2. Each activity group chairperson shall coordinate and manage his or her group guided by the wishes of the group’s participants, and shall communicate group meetings and deadlines to the Publicity Chair on a timely basis.
3. Each activity group shall be self-supporting. The Club treasury will not be used to remunerate any activity group. Activity group participants will be solely responsible for any debt incurred in the course of their activities. Chairpersons are responsible for collecting sufficient funds from the participants to cover the cost of their activities.
4. All Chairpersons report directly to the Secretary and the President.
5. The formation of a new interest group shall be presented by the Secretary to the Board for approval.
6. The Board of Directors shall reserve the right to review any Club activity.
ARTICLE VII – MEETINGS
1. A Special General Meeting of the Club may be called by the President as and when he or she considers necessary, but he or she shall call a Special General meeting when requested to do so in writing by at least 10 members.
2. Notice of a General Meeting shall be given in such a way as the Board may determine.
3. A General Meeting will be considered to have quorum if thirty percent (30%) of the total membership (whose fees are paid up-to-date) is either: personally present or has filled out and submitted proxy forms.

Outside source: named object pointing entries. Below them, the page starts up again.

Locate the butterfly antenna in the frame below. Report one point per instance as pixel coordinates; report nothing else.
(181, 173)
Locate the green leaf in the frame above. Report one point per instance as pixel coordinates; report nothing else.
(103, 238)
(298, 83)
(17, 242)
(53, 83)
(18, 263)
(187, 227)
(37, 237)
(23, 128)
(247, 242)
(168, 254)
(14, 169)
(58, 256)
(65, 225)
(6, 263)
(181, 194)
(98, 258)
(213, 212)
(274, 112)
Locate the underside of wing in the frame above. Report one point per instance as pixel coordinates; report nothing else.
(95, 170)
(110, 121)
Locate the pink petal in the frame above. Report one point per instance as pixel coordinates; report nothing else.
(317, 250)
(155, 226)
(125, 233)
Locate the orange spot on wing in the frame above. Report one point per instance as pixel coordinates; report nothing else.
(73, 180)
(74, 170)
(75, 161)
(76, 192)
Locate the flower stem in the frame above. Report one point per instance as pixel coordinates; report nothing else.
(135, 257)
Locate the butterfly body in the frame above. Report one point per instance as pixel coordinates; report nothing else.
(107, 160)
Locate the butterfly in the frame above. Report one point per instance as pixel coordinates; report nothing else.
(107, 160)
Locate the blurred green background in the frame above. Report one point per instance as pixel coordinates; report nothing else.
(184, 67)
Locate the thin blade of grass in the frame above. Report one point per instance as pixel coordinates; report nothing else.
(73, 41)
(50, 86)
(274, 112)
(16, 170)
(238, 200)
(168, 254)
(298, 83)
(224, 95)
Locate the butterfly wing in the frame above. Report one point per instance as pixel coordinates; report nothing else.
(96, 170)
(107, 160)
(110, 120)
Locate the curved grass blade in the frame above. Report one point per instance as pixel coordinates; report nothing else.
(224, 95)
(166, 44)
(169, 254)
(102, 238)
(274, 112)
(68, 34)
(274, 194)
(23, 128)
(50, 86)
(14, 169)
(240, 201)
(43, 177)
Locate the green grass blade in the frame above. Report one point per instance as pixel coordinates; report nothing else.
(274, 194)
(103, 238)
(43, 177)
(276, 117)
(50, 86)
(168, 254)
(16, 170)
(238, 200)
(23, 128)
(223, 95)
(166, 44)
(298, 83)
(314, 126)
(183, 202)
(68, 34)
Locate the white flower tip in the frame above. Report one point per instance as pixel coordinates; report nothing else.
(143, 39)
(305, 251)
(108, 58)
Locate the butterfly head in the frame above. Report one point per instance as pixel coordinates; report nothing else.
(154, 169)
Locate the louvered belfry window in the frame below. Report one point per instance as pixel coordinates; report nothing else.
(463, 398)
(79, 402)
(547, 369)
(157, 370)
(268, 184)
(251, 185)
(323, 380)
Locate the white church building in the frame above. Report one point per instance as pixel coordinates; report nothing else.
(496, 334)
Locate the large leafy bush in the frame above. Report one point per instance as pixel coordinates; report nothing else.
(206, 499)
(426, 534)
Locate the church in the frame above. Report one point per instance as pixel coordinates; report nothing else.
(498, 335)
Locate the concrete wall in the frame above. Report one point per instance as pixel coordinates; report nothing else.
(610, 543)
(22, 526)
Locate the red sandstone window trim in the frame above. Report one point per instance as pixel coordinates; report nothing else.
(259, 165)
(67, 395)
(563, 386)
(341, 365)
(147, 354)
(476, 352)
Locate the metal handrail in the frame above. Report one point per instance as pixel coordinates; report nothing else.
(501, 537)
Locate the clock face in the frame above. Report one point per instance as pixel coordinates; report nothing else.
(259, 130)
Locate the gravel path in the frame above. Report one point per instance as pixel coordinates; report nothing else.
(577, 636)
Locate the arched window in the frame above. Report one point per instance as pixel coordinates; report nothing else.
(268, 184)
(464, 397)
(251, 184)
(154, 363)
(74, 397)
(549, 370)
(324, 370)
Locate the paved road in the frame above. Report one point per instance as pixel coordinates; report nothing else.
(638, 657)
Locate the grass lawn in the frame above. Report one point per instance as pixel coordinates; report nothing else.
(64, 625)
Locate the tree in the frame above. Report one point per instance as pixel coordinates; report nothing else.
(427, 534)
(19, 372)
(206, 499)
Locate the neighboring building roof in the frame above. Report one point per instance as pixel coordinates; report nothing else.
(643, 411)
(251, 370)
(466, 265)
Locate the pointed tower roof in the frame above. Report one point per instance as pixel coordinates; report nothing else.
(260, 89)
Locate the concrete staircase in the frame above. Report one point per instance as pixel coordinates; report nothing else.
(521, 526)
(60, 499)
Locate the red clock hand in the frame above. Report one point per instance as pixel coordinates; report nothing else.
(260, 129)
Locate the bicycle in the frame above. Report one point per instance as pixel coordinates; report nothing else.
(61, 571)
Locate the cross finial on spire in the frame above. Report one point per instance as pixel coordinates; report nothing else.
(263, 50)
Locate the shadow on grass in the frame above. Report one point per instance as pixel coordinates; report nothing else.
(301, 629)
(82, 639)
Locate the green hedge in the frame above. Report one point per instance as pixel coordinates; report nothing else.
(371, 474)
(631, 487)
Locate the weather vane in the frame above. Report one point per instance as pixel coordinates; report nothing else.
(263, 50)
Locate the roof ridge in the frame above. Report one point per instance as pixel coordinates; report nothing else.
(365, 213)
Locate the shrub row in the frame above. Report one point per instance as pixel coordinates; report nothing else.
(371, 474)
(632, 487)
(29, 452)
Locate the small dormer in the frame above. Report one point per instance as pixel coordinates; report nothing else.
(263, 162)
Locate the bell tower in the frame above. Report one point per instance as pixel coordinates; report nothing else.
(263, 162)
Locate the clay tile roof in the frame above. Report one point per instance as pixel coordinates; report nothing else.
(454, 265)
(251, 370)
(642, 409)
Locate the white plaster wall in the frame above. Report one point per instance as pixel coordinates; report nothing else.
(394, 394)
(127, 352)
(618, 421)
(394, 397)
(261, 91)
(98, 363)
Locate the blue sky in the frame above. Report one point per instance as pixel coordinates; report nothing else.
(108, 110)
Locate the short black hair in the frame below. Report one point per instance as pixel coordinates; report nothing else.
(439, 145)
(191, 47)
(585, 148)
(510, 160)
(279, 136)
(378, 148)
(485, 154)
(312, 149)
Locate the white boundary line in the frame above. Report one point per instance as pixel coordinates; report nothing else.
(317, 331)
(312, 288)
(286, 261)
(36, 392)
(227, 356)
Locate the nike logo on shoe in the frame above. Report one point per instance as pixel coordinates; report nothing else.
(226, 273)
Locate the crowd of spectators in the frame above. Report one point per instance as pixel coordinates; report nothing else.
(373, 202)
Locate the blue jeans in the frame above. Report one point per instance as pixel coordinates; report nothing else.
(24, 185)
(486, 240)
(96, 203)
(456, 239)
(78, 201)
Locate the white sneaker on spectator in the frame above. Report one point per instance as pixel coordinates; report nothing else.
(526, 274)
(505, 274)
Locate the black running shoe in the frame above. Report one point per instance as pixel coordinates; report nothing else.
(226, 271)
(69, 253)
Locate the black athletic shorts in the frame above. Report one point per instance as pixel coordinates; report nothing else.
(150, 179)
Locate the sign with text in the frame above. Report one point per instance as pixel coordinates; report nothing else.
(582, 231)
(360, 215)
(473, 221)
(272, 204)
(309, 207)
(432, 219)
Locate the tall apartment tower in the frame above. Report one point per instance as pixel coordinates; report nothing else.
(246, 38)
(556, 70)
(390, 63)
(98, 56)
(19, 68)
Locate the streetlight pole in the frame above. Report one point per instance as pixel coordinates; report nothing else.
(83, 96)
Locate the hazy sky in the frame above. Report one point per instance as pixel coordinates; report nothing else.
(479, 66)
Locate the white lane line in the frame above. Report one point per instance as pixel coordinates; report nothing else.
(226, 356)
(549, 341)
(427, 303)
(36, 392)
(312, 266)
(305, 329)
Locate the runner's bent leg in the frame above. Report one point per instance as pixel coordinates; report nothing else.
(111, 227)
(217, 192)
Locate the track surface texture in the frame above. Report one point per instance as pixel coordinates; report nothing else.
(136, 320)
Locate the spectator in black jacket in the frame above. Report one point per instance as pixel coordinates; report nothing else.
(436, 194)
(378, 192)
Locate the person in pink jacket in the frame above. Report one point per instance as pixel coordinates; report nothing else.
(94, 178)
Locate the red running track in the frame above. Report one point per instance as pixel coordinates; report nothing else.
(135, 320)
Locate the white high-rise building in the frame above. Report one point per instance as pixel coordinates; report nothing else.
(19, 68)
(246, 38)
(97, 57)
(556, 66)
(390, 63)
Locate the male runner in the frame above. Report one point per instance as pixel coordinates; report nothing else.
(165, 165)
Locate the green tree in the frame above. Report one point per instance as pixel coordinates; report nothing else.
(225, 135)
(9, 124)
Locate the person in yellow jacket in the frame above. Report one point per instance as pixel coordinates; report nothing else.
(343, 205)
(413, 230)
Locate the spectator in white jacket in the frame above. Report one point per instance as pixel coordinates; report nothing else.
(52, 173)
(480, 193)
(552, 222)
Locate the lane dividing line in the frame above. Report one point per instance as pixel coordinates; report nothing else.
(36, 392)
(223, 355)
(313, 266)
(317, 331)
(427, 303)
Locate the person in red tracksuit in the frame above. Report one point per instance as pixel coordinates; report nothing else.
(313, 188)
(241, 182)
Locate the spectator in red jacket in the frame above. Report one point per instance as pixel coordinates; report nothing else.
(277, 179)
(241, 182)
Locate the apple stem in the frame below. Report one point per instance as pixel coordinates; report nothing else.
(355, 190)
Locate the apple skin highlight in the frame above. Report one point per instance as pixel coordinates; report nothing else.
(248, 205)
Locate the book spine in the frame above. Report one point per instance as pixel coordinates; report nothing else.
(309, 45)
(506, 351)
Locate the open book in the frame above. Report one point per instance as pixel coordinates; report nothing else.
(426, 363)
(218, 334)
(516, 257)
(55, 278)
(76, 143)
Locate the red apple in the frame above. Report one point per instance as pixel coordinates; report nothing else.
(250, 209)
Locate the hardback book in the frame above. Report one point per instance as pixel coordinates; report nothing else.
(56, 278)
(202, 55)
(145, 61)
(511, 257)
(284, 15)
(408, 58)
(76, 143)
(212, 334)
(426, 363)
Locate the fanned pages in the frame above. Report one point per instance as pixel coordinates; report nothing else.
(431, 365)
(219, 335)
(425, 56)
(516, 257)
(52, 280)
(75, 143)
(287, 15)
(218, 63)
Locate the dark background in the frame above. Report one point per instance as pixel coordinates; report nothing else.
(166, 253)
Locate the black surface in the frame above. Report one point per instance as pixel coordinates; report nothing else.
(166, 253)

4. Proxy forms must be sent out to each active member (whose fees are paid up-to-date) a minimum of two (2) weeks in advance of the meeting. The Board will provide the proposed agenda and a listing of all items that are to be voted upon at such meeting. Members will return the form either: 1) to a Board member in person, signed by the member or 2) via the personal email address they joined the Club with.
5. Proxy forms must specify yay/nay/abstain for each vote that is specifically detailed in the agenda (i.e. changes to the by-laws, etc). In the case of voting for Board members, the member may either: 1. indicate a vote for a specific person, 2. abstain or 3. assign their vote to a personally present attendee.
6. Proxy votes are counted the same as personal votes during the meeting. A majority vote of those voting in person or by proxy shall be required for any business to be approved at a Special or General Meeting of the membership of the Club.
7. Last-minute agenda additions (those that were not included in the proxy vote form) cannot be voted on unless the meeting has thirty percent (30%) of the membership (whose fees are paid up-to-date) personally present at the meeting.
8. Voting shall be by ballot in the cases of elections of Board Members and by show of hands in other cases except where ballot is requested by at least three (3) members.
ARTIVLE VIII – PREPARATION OF FINANCIAL STATEMENTS
1. The fiscal year shall begin July 1st and end June 30th.
2. Financial statements must be prepared once a year by a professional accountant or other person designated by the Board prior to the September 30th. Books and records of the Club may be inspected by any member of the Club at any time upon the giving of reasonable notice and arranging a time necessary to the member of the Board having charge of the same.
ARTICLE IX – AMENDMENT OF THE BY-LAWS
These by-laws may be amended only at a General Meeting with quorum present by a majority vote.
ARTICLE X – DISSOLUTION
Upon dissolution of the Club, its property and assets shall, after payments of all liabilities be donated to such charitable, benevolent or educational purposes as may be determined by the Board in its reasonable discretion.